In the header file, add:

std::set<frame_id_t> frames_set_;

In the cpp file:

bool LRUReplacer::Victim(frame_id_t *frame_id) {
 if (unpinned_frames_.empty()) {
   return false;
 }
 *frame_id = unpinned_frames_.front();
 unpinned_frames_.pop_front();
 frames_set_.erase(*frame_id);
 assert(unpinned_frames_.size() == frames_set_.size());
 return true;
}
 
void LRUReplacer::Pin(frame_id_t frame_id) {
 if (frames_set_.find(frame_id) != frames_set_.end()) {
   unpinned_frames_.remove(frame_id);
   frames_set_.erase(frame_id);
 }
 assert(unpinned_frames_.size() == frames_set_.size());
}
 
void LRUReplacer::Unpin(frame_id_t frame_id) {
 // If the frame isn't on the unpinned frames list yet, we add it to the back.
 if (frames_set_.find(frame_id) == frames_set_.end()) {
   unpinned_frames_.emplace_back(frame_id);
   frames_set_.insert(frame_id);
 }
 assert(unpinned_frames_.size() == frames_set_.size());
}

Alongside the list of the frames, we use an auxiliary set to contain the frames as well. We add and remove elements to the list and set simultaneously, so their sizes are always the same. The key difference between the two implementations is that in the second implementation, we check if a frame is in the free list by using the find method of the frame_set_. Also, we check if an element is in the list before removing it. The execution time of the second implementation is:

[ RUN      ] BufferPoolManagerTest.HugeBufferTest
[       OK ] BufferPoolManagerTest.HugeBufferTest (760 ms)
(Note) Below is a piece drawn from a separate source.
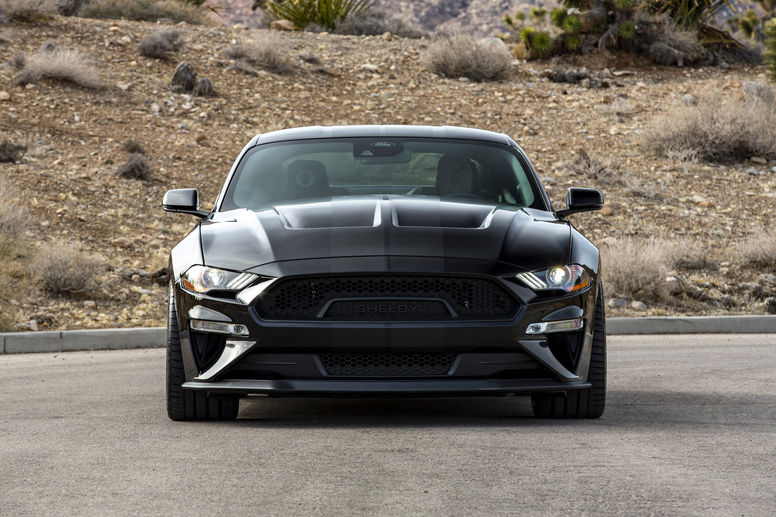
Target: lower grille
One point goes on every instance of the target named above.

We achieved a 100x speedup!

How Unpin gets faster?

A std::list is usually implemented as a doubly-linked list. Because in our test code we don’t have duplicated frames, every time the iteration would need to check the entire existing unpinned frames list to come to the conclusion that result == std::end(unpinned_frames_. Therefore, the time complexity is O(N^2). Unlike a std::list, a std::set is usually implemented as a red-black tree, which provides O(log(N)) search time. Therefore, the time complexity of Unpin becomes O(Nlog(N)).

How Pin gets faster?

In the initial implementation, remove actually does a comparison between the to-be-removed value and each element in the list, and we rely on this fact to throw away the “is-in-list” check. The time complexity is O(N^2). In the improved implementation, we do the check using the std::set (O(log(N)) complexity). Because in the test case there is actually no duplicate frames in the list of the unpinned frames, the if (frames_set_.find(frame_id) != frames_set_.end()) statement doesn’t hold, thus the expensive operation unpinned_frames_.remove(frame_id) is not executed. Overall, the time complexity of Pin is reduced to O(Nlog(N)).

Tips

Understanding the specs is important. In my case, the time spent on understanding the specs was more than the time spent on writing the code. Sources of specs include lecture notes/videos, project description, comments in the code, and sample test cases.